Protein Sciences in Drug Discovery 2022
Poster
6

Using Machine Learning to Predict Recombinant Protein Expression

Authors

A Sousa1; SK Ashenden1; A Afzal1S Martinez Cuesta1; M Gancedo Rodrigo2; W Lee3; SK Talapatra2; D De Silva1; R Davies2; Y Wang1; I Barrett1; A Bornot1; L Holmberg Schiavone3
1 Data Sciences & Quantitative Biology, Discovery Sciences, AstraZeneca, Cambridge, UK;  2 Discovery Biology, Discovery Sciences, AstraZeneca, Cambridge, UK;  3 Discovery Biology, Discovery Sciences, AstraZeneca, Gothenburg, Sweden

Abstract

The production of recombinant proteins is critical across several stages of early drug discovery.
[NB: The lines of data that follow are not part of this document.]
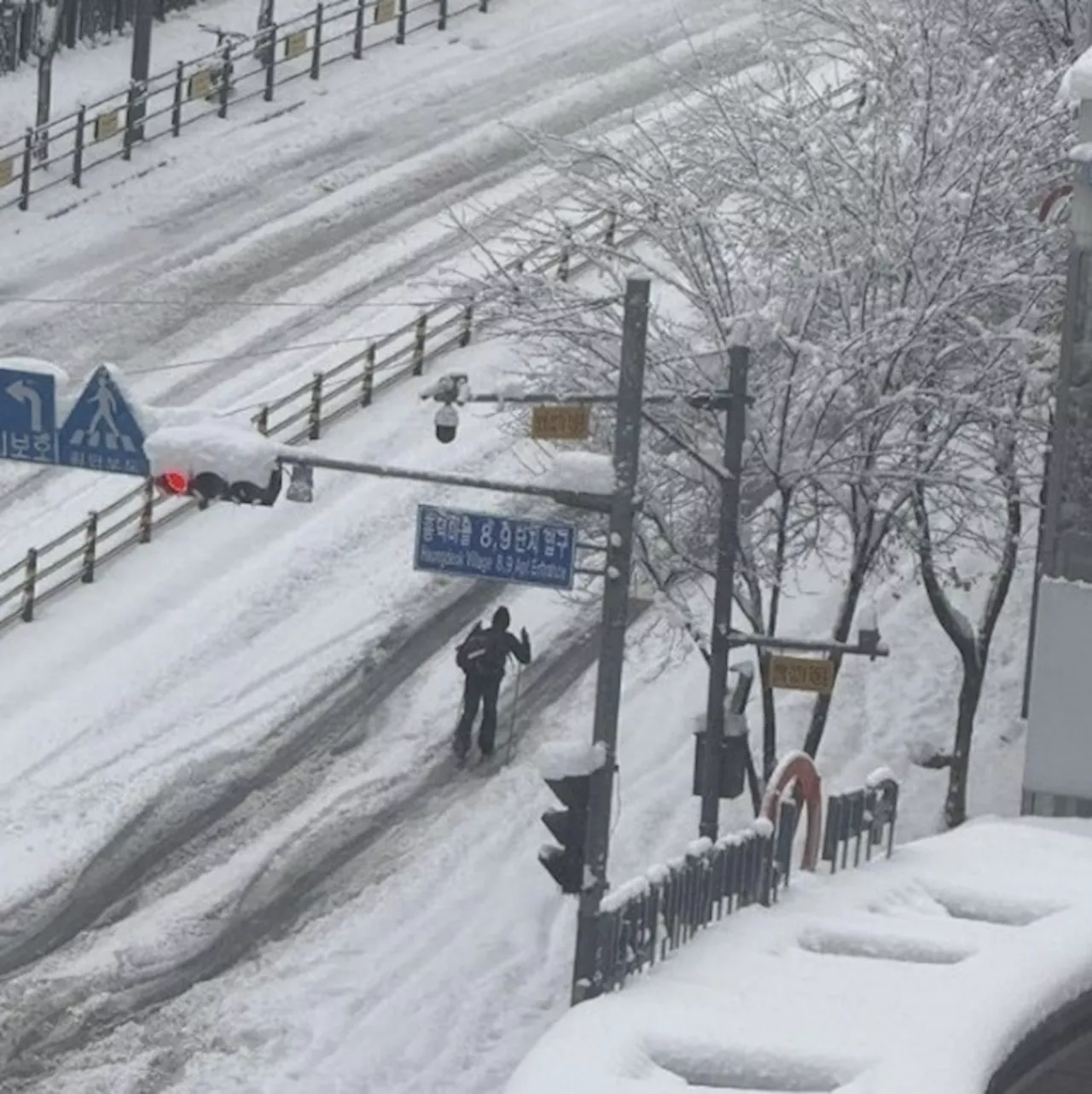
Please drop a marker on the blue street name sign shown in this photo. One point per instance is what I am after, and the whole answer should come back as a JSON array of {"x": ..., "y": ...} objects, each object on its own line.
[
  {"x": 27, "y": 417},
  {"x": 101, "y": 431},
  {"x": 480, "y": 545}
]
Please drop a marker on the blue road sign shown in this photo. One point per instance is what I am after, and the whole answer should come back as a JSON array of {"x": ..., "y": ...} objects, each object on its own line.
[
  {"x": 27, "y": 417},
  {"x": 101, "y": 431},
  {"x": 479, "y": 545}
]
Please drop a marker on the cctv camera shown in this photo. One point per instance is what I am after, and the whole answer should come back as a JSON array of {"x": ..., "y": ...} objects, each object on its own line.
[{"x": 446, "y": 422}]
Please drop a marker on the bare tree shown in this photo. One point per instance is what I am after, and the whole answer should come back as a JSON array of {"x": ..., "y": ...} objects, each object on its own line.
[{"x": 874, "y": 237}]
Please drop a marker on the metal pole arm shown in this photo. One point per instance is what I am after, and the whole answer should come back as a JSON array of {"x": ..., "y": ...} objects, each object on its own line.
[
  {"x": 445, "y": 390},
  {"x": 766, "y": 643},
  {"x": 573, "y": 499}
]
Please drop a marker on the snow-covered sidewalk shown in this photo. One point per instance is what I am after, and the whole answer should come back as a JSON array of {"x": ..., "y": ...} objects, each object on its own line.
[
  {"x": 963, "y": 943},
  {"x": 93, "y": 71}
]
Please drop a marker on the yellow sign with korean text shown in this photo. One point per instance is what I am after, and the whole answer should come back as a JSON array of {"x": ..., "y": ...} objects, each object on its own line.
[
  {"x": 802, "y": 674},
  {"x": 561, "y": 422}
]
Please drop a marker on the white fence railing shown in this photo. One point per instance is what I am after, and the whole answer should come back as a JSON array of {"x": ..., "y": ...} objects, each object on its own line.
[
  {"x": 139, "y": 515},
  {"x": 76, "y": 556}
]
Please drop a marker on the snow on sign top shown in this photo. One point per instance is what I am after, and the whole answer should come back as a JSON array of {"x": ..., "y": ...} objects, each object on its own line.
[
  {"x": 233, "y": 452},
  {"x": 1077, "y": 82},
  {"x": 35, "y": 364},
  {"x": 962, "y": 943},
  {"x": 561, "y": 760}
]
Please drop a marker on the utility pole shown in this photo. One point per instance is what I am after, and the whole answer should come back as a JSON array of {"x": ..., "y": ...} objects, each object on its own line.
[
  {"x": 735, "y": 426},
  {"x": 139, "y": 71},
  {"x": 627, "y": 446}
]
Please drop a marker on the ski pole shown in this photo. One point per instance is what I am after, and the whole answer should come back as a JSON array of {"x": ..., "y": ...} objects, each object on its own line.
[{"x": 515, "y": 705}]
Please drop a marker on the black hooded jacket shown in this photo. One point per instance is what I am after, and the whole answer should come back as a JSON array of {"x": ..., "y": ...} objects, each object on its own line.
[{"x": 486, "y": 650}]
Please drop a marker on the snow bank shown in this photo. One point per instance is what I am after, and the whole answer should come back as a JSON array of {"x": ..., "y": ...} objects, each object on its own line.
[
  {"x": 35, "y": 364},
  {"x": 582, "y": 470},
  {"x": 839, "y": 985},
  {"x": 233, "y": 452},
  {"x": 561, "y": 760}
]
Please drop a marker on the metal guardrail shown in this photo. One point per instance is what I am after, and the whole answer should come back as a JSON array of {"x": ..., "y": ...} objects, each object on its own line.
[
  {"x": 648, "y": 918},
  {"x": 81, "y": 20},
  {"x": 65, "y": 148},
  {"x": 76, "y": 556}
]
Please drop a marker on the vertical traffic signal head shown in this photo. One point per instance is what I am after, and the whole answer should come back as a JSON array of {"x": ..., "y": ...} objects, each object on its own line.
[{"x": 568, "y": 826}]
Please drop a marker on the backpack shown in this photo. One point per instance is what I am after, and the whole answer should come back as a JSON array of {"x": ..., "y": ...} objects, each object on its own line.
[{"x": 483, "y": 653}]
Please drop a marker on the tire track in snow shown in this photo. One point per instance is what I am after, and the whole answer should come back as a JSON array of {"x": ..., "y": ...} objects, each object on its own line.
[
  {"x": 312, "y": 876},
  {"x": 179, "y": 821}
]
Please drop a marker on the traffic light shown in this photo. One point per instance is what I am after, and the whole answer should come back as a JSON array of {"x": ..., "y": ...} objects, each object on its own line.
[
  {"x": 568, "y": 826},
  {"x": 208, "y": 486}
]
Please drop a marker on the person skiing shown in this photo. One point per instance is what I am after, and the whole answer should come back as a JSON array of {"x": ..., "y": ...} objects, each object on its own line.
[{"x": 483, "y": 656}]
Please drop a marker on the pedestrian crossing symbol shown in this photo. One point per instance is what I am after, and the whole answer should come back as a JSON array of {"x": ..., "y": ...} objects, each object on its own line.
[{"x": 102, "y": 431}]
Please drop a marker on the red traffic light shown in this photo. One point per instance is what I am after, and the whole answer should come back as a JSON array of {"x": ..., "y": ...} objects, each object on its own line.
[{"x": 177, "y": 483}]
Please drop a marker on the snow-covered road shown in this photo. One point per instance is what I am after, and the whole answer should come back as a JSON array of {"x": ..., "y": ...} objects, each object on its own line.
[
  {"x": 340, "y": 205},
  {"x": 235, "y": 853}
]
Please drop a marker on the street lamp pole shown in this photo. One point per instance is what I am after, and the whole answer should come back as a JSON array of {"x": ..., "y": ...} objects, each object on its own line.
[{"x": 619, "y": 547}]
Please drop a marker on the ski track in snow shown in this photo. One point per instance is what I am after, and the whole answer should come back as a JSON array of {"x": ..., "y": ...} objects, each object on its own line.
[
  {"x": 334, "y": 208},
  {"x": 313, "y": 833}
]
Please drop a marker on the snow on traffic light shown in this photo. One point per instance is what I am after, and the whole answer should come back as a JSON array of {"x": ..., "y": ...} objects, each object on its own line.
[{"x": 213, "y": 460}]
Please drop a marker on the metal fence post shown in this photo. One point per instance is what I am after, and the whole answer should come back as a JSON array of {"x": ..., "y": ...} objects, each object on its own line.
[
  {"x": 30, "y": 578},
  {"x": 358, "y": 33},
  {"x": 464, "y": 338},
  {"x": 316, "y": 410},
  {"x": 24, "y": 185},
  {"x": 147, "y": 512},
  {"x": 421, "y": 333},
  {"x": 81, "y": 115},
  {"x": 224, "y": 81},
  {"x": 179, "y": 76},
  {"x": 128, "y": 137},
  {"x": 317, "y": 49},
  {"x": 368, "y": 377},
  {"x": 271, "y": 63},
  {"x": 90, "y": 542}
]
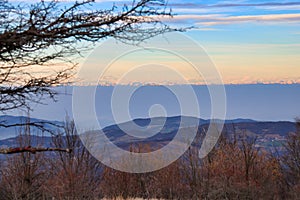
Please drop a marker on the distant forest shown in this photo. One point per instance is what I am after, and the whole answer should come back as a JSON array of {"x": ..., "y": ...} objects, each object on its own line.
[{"x": 234, "y": 169}]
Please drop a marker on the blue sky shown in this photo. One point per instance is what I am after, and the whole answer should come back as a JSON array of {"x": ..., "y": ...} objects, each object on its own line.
[{"x": 248, "y": 41}]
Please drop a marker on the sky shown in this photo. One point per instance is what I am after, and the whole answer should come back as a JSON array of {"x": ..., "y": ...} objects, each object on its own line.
[
  {"x": 248, "y": 41},
  {"x": 253, "y": 45}
]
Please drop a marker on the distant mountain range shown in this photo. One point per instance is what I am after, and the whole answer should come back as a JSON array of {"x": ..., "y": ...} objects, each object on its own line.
[{"x": 264, "y": 131}]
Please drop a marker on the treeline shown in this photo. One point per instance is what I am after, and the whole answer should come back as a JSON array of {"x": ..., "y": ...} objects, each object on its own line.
[{"x": 234, "y": 169}]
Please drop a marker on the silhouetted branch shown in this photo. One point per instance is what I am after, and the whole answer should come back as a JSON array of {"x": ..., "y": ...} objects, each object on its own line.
[{"x": 32, "y": 150}]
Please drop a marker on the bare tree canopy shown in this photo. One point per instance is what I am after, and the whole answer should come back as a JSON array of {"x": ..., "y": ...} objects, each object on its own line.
[
  {"x": 32, "y": 150},
  {"x": 39, "y": 41}
]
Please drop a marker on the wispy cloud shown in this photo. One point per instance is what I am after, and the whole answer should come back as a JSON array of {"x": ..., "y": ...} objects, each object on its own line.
[
  {"x": 270, "y": 18},
  {"x": 222, "y": 19},
  {"x": 225, "y": 5}
]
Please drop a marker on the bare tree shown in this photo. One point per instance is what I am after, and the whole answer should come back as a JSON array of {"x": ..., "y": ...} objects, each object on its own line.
[
  {"x": 291, "y": 161},
  {"x": 74, "y": 175},
  {"x": 38, "y": 42},
  {"x": 23, "y": 175}
]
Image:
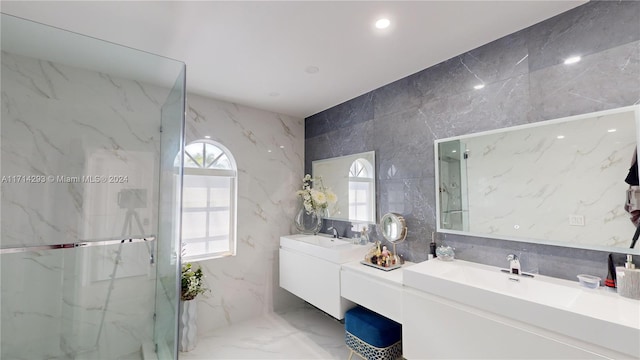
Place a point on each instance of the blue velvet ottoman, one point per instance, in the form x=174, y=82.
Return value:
x=371, y=335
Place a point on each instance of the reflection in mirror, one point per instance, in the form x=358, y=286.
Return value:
x=352, y=179
x=558, y=182
x=394, y=227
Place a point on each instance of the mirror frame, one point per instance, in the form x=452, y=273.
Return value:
x=635, y=109
x=397, y=220
x=355, y=156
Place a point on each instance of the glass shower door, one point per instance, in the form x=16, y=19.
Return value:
x=169, y=221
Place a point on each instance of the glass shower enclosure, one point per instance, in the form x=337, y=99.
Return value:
x=90, y=202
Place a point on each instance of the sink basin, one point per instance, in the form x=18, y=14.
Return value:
x=558, y=305
x=338, y=251
x=318, y=240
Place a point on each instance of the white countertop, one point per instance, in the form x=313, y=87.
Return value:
x=594, y=315
x=393, y=276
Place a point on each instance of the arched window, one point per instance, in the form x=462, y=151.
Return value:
x=361, y=194
x=209, y=196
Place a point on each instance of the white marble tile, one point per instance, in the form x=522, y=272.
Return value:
x=64, y=122
x=269, y=152
x=299, y=333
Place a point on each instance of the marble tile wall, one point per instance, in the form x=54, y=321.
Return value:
x=269, y=151
x=60, y=122
x=525, y=81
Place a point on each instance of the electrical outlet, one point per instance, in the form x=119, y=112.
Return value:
x=576, y=220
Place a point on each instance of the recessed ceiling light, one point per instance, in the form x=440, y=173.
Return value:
x=572, y=60
x=312, y=69
x=383, y=23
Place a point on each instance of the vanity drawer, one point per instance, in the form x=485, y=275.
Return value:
x=374, y=293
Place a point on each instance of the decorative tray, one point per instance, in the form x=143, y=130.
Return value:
x=383, y=268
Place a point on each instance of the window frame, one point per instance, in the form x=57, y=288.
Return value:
x=232, y=174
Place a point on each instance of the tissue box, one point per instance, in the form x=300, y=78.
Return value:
x=628, y=282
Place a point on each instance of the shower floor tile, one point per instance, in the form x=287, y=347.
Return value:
x=302, y=333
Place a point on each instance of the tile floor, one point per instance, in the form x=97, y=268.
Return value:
x=300, y=333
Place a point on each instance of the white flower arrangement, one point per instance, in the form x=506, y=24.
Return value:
x=316, y=198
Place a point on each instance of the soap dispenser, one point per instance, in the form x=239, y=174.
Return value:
x=514, y=264
x=629, y=264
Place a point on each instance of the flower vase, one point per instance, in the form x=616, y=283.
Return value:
x=188, y=328
x=308, y=222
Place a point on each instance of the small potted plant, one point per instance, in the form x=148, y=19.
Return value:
x=192, y=286
x=192, y=283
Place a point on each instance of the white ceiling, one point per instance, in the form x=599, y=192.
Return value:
x=257, y=53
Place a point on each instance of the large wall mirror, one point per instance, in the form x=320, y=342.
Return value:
x=353, y=179
x=558, y=182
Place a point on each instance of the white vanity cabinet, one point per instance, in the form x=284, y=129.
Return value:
x=310, y=269
x=436, y=328
x=466, y=310
x=377, y=290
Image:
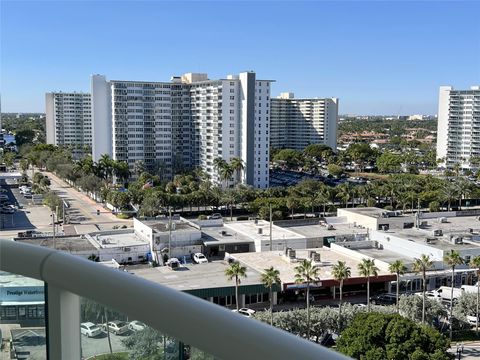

The process is both costly and lengthy with a minimum of 6 weeks per construct to expression screen a campaign, involving multiple steps. We are developing a machine learning platform that uses the primary sequence of proteins represented as physicochemical properties and structural features to support protein scientists by facilitating the design of protein constructs and highlighting sequences expressing at different yield classes. The model was coupled to an in-silico screening procedure that systematically designs and assesses thousands of constructs in a high-throughput manner. This method is currently being deployed in drug discovery projects and leads to the design of constructs expressing at higher yield compared to those designed using human knowledge only. We will share our plans to improve and develop the techniques through integrative team work and additional resources. We will do this by (1) considering yield values instead of classes aided by GelClick, an automated gel image analysis tool, (2) incorporating deep learning features for sequence representation, and (3) leveraging external datasets. Limited data to train the model is a key blocker so we are putting together a proof-of-concept and a pre-competitive consortium with academic and pharmaceutical industry partners to share data and models in collaboration with EMBL-EBI.